A new global study has revealed a startling twist in the climate crisis narrative: while most glaciers worldwide are shrinking at unprecedented rates, a small but powerful fraction is suddenly surging forward. Scientists warn that these dramatic advances are not signs of recovery, but signals of instability that could intensify flood risks, disrupt infrastructure and endanger vulnerable mountain communities.
From the Arctic to High Mountain Asia, researchers have identified more than 3,000 glaciers that have experienced sudden bursts of acceleration. Though they represent only about one percent of the world’s glaciers, these massive bodies of ice account for roughly 16 percent of global glacier area making their behaviour highly significant in understanding future climate risks.
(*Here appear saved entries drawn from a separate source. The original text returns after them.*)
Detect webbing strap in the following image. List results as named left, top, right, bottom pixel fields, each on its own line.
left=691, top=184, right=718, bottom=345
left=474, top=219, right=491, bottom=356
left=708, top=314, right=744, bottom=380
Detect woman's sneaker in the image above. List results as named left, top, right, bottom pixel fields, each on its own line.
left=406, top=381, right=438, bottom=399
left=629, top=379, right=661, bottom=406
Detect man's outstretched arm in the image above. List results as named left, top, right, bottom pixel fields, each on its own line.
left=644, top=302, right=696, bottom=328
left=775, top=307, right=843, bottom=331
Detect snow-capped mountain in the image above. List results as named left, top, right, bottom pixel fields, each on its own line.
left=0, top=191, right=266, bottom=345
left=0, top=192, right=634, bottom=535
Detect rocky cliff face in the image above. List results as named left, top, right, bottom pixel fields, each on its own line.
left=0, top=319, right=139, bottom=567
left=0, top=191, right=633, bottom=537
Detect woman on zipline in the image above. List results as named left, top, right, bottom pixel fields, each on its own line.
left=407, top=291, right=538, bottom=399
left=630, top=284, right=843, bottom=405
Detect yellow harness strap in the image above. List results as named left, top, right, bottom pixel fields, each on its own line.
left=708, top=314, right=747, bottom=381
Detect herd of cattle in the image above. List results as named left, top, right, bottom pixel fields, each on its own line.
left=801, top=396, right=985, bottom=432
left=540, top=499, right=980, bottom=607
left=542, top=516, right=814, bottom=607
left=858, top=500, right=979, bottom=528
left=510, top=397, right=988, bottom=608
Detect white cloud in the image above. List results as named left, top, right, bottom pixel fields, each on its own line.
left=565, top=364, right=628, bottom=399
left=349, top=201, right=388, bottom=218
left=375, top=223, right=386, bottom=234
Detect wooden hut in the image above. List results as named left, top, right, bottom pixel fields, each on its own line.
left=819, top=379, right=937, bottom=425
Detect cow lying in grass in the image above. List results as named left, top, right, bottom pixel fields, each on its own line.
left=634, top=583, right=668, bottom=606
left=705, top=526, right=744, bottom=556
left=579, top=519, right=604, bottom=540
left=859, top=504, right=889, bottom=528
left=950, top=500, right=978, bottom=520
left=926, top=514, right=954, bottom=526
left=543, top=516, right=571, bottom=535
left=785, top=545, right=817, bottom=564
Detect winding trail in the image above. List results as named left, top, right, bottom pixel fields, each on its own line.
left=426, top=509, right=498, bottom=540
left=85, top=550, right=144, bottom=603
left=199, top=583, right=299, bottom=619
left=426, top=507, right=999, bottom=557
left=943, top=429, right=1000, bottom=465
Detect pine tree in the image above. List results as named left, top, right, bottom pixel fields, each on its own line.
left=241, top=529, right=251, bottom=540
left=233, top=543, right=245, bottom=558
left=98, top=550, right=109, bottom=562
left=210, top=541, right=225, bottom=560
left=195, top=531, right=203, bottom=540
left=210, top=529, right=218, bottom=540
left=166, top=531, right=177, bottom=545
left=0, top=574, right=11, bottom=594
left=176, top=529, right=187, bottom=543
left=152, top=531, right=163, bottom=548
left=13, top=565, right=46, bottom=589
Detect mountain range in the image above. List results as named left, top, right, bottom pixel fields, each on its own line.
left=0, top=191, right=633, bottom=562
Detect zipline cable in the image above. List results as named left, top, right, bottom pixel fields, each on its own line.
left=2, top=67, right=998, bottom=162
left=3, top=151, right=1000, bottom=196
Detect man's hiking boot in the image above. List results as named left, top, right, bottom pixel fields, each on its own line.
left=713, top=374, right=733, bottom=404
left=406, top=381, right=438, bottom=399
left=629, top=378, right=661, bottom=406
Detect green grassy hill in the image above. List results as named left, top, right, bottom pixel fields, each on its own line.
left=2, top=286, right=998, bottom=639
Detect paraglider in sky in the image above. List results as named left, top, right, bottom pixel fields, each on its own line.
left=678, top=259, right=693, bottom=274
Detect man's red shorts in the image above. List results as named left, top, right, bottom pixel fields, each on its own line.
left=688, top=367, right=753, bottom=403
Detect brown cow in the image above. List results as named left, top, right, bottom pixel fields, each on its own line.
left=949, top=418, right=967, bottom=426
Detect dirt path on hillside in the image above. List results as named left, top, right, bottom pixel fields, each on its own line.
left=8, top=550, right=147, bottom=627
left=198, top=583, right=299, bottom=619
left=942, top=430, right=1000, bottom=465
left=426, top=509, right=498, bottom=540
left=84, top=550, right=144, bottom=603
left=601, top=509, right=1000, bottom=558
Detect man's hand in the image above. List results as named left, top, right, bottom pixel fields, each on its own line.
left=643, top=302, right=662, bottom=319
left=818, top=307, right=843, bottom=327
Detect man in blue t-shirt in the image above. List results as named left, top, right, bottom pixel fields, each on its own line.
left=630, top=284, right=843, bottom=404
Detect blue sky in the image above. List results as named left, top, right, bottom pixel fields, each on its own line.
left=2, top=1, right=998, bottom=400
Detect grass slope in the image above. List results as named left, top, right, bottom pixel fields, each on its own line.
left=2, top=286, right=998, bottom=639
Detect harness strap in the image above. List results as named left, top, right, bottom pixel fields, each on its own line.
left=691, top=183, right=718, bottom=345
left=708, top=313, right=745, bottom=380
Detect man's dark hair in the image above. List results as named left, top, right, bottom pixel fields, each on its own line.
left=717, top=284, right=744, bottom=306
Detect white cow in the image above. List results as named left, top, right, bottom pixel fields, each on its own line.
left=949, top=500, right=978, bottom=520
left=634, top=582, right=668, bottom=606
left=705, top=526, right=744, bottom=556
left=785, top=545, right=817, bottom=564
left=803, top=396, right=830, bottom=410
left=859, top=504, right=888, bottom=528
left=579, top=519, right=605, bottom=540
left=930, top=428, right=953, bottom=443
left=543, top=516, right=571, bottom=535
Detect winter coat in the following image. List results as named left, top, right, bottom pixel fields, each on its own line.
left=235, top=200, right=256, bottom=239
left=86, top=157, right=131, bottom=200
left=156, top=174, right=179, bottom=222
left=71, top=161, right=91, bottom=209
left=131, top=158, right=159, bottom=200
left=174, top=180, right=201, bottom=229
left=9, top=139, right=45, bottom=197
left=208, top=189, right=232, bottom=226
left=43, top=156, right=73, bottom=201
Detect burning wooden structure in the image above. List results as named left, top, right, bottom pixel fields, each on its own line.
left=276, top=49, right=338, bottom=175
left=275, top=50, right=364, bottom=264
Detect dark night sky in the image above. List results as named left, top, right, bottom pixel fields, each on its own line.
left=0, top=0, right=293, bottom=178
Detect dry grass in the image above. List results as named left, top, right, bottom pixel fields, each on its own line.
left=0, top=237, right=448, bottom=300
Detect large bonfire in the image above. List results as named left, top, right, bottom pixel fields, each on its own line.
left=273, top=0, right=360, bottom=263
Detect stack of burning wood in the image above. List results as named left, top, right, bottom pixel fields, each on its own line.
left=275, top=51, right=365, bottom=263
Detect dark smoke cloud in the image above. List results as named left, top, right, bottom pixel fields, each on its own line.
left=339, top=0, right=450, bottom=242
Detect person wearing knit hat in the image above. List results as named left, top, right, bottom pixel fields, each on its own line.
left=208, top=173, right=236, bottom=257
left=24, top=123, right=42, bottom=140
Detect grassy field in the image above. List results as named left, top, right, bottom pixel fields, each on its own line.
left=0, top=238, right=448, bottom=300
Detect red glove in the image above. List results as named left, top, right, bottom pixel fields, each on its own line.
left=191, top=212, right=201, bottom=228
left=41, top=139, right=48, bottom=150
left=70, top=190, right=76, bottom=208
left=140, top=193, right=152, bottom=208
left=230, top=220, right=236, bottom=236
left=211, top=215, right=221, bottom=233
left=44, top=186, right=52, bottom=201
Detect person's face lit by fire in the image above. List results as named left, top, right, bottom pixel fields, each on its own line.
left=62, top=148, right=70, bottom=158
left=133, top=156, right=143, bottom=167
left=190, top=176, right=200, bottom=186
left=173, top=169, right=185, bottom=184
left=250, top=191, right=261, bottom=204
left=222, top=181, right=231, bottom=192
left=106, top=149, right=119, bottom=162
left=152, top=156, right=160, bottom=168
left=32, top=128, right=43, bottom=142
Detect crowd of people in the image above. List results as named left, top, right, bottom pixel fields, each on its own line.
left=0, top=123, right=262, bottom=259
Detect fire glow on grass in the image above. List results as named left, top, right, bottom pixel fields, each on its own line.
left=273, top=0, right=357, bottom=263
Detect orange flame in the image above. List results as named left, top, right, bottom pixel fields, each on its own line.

The Science Behind the Sudden Surge
Unlike typical glaciers that steadily retreat as temperatures rise, surge-type glaciers alternate between long periods of slow movement and short phases of rapid acceleration. During these surges, ice flow can jump from a few metres per year to tens of metres per day. In extreme cases, glaciers have moved more than 60 metres daily, reshaping entire landscapes within months.
The trigger lies beneath the ice. Meltwater becomes trapped at the glacier’s base instead of draining away efficiently. This trapped water reduces friction between the glacier and the ground, effectively lubricating the ice and allowing it to slide forward at high speed. When the water eventually drains, the glacier slows again sometimes abruptly.
One dramatic example was observed at Nathorstbreen in the Arctic archipelago of Svalbard, where the glacier advanced more than 15 kilometres over roughly a decade beginning in 2008. The surge transformed the surrounding terrain and highlighted how quickly frozen landscapes can change.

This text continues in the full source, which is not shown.